Function with period (!)

[Tolaso J Kos]

Give an example of a function \( f:\mathbb{R} \rightarrow \mathbb{R} \) such that any rational number is its period but any irrational is not. Also, prove that there exists no function \( g:\mathbb{R} \rightarrow \mathbb{R} \) such that any irrational is its period and any rational is not.

[Papapetros Vaggelis]

We define \(\displaystyle{f:\mathbb{R}\longrightarrow \mathbb{R}}\) by

$$f(x)=\begin{cases}
1\,\,,x\in\mathbb{Q}\\
0\,\,,x\in\mathbb{R}-\mathbb{Q}
\end{cases}$$

which is better known as $\rm Dirichlet$ function. Here is a graph:

If \(\displaystyle{T\in\mathbb{Q}}\), then : \(\displaystyle{f(x+T)=f(x)\,\,,\forall\,x\in\mathbb{R}}\) since :

$$x\in\mathbb{Q}\implies x+T\in\mathbb{Q}\implies f(x+T)=1=f(x)$$ and
$$x\in\mathbb{R}-\mathbb{Q}\implies x+T\in\mathbb{R}-\mathbb{Q}\implies f(x+T)=0=f(x)$$

Now, if \(\displaystyle{K\in\mathbb{R}-\mathbb{Q}}\), then :\(\displaystyle{f(1+K)=0\neq 1=f(1)}\) .
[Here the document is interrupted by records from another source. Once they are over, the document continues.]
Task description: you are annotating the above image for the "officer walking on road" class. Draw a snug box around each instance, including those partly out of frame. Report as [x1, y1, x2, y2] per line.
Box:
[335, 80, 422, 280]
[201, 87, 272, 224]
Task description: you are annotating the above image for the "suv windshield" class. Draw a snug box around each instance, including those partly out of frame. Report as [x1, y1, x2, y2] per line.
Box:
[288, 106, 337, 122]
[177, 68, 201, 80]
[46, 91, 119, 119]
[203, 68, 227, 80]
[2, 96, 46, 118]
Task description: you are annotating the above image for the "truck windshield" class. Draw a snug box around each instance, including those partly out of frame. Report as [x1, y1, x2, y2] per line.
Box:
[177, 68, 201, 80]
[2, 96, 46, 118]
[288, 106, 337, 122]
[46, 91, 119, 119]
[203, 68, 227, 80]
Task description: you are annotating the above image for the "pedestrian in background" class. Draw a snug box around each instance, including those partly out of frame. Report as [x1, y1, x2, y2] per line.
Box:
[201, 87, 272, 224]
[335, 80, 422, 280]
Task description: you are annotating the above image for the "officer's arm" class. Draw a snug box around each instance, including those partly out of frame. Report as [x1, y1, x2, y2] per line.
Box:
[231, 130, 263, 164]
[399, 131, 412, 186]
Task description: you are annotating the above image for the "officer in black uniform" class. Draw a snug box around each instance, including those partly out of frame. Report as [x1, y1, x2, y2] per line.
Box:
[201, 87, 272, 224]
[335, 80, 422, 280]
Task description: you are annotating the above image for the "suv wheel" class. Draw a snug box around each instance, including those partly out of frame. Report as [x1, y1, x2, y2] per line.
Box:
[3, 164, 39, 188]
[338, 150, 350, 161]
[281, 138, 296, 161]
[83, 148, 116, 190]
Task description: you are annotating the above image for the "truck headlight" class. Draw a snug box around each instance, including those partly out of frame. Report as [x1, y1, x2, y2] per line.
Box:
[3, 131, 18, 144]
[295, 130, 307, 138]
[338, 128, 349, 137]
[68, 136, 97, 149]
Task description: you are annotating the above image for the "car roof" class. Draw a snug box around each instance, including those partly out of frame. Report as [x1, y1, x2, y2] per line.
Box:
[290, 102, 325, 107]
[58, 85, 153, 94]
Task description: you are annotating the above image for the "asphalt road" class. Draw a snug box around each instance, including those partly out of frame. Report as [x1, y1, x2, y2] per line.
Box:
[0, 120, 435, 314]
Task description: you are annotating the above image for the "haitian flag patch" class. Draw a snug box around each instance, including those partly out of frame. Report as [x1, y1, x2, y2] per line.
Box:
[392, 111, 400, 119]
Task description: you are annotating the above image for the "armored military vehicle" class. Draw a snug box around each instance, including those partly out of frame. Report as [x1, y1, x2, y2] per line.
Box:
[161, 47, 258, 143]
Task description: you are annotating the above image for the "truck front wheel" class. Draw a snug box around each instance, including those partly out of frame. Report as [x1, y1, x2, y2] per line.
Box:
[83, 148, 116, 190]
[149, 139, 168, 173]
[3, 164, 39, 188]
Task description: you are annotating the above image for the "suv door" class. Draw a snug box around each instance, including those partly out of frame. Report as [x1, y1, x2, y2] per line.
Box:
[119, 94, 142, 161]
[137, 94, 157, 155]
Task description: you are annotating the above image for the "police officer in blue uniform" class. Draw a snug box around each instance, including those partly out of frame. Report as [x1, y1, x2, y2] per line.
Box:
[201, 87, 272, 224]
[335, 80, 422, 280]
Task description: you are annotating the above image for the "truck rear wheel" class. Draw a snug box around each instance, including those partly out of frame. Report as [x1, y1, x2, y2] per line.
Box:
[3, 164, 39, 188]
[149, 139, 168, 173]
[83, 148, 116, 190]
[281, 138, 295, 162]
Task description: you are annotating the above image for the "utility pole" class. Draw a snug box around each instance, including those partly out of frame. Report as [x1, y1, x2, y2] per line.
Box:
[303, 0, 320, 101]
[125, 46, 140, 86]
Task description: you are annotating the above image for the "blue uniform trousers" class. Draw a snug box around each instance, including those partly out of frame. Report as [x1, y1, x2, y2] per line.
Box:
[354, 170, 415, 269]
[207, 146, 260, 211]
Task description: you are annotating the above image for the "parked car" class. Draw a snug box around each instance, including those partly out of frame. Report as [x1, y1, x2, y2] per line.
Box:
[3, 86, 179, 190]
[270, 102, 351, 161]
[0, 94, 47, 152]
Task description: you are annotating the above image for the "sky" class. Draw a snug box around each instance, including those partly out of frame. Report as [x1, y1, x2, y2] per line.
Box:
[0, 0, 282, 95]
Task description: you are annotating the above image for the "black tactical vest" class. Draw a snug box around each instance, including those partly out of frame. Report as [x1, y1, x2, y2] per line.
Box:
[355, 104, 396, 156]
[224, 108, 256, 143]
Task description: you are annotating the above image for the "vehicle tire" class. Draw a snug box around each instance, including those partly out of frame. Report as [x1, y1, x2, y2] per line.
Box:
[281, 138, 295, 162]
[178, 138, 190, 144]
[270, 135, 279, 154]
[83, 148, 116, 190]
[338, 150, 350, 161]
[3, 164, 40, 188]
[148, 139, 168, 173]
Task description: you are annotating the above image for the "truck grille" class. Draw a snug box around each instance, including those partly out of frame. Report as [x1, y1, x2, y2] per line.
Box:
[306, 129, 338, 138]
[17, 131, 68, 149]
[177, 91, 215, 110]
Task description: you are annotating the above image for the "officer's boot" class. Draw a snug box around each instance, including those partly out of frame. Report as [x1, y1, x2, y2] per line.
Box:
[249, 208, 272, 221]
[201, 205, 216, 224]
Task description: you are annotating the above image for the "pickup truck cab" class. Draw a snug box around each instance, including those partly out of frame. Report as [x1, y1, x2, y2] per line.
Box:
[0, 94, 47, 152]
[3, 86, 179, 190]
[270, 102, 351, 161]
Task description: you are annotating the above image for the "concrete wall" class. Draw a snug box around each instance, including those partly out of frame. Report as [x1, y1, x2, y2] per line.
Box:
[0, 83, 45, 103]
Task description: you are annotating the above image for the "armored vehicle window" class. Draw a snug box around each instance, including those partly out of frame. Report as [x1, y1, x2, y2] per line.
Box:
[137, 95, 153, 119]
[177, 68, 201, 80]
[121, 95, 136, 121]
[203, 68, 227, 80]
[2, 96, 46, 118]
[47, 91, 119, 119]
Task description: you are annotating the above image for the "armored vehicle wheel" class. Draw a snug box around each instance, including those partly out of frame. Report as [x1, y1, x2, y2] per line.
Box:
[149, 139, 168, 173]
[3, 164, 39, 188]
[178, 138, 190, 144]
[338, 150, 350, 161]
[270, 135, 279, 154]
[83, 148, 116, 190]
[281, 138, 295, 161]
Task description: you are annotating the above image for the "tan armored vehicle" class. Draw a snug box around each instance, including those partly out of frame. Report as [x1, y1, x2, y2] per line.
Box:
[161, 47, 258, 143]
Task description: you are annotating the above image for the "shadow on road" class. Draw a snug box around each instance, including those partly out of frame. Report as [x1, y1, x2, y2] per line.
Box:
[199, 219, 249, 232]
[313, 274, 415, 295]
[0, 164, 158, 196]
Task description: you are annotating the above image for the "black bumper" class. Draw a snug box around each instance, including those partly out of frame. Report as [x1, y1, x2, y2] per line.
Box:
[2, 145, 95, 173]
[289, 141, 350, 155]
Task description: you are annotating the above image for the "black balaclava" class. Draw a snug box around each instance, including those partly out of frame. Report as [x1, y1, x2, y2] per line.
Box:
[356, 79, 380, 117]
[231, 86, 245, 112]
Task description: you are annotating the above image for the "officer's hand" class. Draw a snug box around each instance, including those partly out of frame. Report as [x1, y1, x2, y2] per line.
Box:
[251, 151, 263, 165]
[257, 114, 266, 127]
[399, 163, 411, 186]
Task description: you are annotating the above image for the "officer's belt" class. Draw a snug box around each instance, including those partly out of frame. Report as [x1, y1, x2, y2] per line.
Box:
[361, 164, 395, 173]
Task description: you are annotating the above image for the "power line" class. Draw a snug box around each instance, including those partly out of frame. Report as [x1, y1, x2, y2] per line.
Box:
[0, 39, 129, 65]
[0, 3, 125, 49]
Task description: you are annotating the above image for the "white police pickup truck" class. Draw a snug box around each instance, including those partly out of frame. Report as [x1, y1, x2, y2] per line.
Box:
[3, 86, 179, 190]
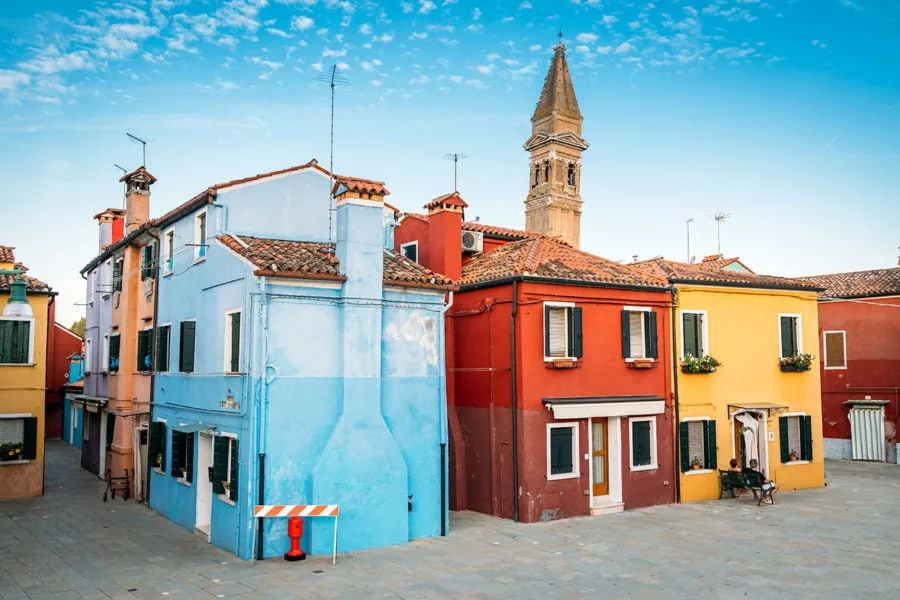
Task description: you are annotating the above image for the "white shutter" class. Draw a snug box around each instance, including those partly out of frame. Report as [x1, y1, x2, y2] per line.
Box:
[549, 307, 568, 357]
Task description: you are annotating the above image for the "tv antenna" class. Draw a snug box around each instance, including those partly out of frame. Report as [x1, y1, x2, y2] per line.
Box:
[444, 152, 469, 192]
[316, 64, 350, 242]
[713, 213, 731, 254]
[125, 131, 147, 167]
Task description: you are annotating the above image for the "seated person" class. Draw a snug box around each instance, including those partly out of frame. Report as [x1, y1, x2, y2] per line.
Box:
[744, 458, 778, 504]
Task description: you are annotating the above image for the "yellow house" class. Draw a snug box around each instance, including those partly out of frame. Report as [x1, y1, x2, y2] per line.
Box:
[0, 246, 56, 499]
[636, 256, 825, 502]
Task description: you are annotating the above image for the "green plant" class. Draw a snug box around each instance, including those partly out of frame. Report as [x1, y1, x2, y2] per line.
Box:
[681, 354, 722, 373]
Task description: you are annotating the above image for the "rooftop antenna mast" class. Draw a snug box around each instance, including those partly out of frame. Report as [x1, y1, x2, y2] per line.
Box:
[444, 152, 469, 192]
[125, 131, 147, 167]
[713, 213, 731, 254]
[316, 64, 350, 242]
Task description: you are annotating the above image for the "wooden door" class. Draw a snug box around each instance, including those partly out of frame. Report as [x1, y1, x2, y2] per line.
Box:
[591, 418, 609, 496]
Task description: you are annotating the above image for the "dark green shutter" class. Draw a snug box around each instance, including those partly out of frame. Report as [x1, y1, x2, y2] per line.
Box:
[178, 321, 197, 373]
[800, 416, 812, 460]
[569, 306, 584, 358]
[622, 310, 631, 358]
[22, 417, 37, 460]
[778, 417, 791, 463]
[184, 433, 197, 483]
[213, 435, 229, 494]
[678, 421, 691, 472]
[644, 310, 659, 358]
[231, 313, 241, 373]
[228, 439, 240, 502]
[703, 419, 719, 469]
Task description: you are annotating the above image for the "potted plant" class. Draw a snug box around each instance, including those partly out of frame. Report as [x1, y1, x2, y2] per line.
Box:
[778, 352, 816, 372]
[681, 354, 722, 373]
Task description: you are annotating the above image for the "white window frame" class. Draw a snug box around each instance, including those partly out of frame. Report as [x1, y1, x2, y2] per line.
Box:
[400, 240, 419, 263]
[541, 302, 584, 360]
[622, 306, 659, 362]
[546, 421, 581, 481]
[778, 313, 803, 358]
[0, 317, 34, 367]
[223, 308, 244, 375]
[194, 210, 209, 262]
[822, 329, 847, 371]
[678, 309, 709, 360]
[628, 417, 659, 471]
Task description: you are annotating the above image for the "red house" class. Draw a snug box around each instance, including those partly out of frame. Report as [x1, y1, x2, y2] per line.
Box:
[804, 267, 900, 462]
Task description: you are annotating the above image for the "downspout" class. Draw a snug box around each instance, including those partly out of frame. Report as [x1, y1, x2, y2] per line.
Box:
[671, 287, 681, 504]
[509, 280, 519, 523]
[438, 291, 453, 536]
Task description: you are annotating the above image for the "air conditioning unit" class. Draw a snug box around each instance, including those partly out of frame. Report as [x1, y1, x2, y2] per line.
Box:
[462, 231, 484, 252]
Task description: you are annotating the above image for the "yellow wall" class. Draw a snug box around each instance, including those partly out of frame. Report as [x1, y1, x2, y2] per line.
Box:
[675, 285, 825, 502]
[0, 291, 49, 498]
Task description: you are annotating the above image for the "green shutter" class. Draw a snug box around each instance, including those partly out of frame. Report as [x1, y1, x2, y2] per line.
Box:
[622, 310, 631, 358]
[644, 310, 659, 358]
[703, 419, 719, 469]
[228, 439, 241, 502]
[778, 417, 791, 463]
[22, 417, 37, 460]
[678, 421, 691, 472]
[800, 415, 812, 460]
[213, 435, 229, 494]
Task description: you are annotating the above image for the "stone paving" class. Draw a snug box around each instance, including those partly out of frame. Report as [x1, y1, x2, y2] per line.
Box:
[0, 443, 900, 600]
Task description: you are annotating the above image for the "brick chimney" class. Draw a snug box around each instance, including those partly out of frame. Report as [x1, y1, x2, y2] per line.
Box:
[119, 167, 156, 233]
[425, 192, 468, 281]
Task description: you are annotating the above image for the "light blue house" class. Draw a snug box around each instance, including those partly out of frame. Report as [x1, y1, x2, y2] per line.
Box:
[150, 161, 452, 558]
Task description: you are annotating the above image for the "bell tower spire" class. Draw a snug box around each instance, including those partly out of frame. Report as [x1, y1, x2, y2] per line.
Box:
[524, 39, 588, 248]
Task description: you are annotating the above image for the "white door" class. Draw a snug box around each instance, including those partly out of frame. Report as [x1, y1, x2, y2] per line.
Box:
[194, 434, 212, 541]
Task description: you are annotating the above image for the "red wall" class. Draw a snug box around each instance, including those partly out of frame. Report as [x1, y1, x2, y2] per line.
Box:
[819, 297, 900, 441]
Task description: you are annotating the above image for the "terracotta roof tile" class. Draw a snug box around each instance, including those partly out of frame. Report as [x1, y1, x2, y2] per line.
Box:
[460, 236, 668, 288]
[629, 257, 816, 291]
[800, 267, 900, 298]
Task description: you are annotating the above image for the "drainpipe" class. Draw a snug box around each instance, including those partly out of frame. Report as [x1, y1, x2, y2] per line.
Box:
[671, 287, 681, 504]
[438, 291, 453, 536]
[509, 280, 519, 523]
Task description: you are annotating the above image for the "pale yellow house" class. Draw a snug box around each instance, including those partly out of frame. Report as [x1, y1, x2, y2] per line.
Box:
[634, 256, 825, 502]
[0, 246, 56, 499]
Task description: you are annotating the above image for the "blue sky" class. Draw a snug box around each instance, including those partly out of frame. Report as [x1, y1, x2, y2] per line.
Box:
[0, 0, 900, 324]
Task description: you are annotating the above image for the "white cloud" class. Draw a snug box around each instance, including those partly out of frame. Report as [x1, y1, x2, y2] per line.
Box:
[291, 16, 316, 31]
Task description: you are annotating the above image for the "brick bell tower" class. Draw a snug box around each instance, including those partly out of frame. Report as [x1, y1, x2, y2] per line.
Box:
[524, 42, 588, 248]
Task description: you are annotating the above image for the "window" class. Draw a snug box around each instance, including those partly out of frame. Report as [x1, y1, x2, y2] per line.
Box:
[109, 333, 121, 373]
[778, 415, 812, 464]
[679, 418, 718, 472]
[136, 328, 153, 373]
[547, 423, 580, 479]
[225, 310, 241, 373]
[778, 315, 803, 358]
[156, 325, 172, 373]
[0, 417, 37, 462]
[0, 318, 34, 365]
[544, 302, 582, 361]
[681, 310, 709, 358]
[194, 212, 206, 260]
[822, 331, 847, 369]
[622, 307, 657, 360]
[113, 258, 124, 292]
[213, 435, 240, 502]
[400, 241, 419, 262]
[628, 417, 657, 471]
[169, 431, 196, 483]
[178, 321, 197, 373]
[164, 229, 175, 274]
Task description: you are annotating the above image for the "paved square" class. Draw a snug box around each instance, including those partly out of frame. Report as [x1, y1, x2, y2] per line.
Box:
[0, 442, 900, 600]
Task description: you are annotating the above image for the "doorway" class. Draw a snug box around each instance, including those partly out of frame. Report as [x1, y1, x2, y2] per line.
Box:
[194, 433, 212, 542]
[591, 418, 609, 497]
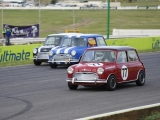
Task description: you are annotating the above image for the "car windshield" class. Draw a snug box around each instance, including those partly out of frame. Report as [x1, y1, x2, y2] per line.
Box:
[81, 50, 116, 62]
[62, 38, 86, 47]
[44, 36, 63, 46]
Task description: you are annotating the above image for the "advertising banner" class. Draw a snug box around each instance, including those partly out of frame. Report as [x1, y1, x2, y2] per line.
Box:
[0, 44, 42, 63]
[3, 24, 39, 38]
[106, 37, 160, 50]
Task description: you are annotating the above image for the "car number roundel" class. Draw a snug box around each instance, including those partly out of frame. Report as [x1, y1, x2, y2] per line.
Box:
[121, 65, 128, 80]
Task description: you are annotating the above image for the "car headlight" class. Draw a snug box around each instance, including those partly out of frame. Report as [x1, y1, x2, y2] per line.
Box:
[97, 68, 104, 75]
[48, 51, 53, 56]
[33, 48, 38, 54]
[71, 50, 76, 56]
[67, 67, 74, 74]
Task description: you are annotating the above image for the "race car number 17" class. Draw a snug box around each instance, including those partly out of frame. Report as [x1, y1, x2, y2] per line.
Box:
[121, 65, 128, 80]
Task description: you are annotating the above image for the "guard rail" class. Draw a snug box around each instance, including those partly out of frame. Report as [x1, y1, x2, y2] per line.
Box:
[0, 35, 148, 44]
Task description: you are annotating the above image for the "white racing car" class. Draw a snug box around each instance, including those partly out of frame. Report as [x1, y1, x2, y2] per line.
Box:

For the second part, suppose that there exists a function \(\displaystyle{g:\mathbb{R}\longrightarrow \mathbb{R}}\) such that any irrational is its period and any rational is not. Since \(\displaystyle{\pi}\) and \(\displaystyle{1-\pi}\) are irrational numbers, we get:

$$\forall\,x\in\mathbb{R}: g(x+1)=g((x+1-\pi)+\pi)=g(x+1-\pi)=g(x)$$

which means that the rational number \(\displaystyle{q=1}\) is a period of \(\displaystyle{g}\), a contradiction.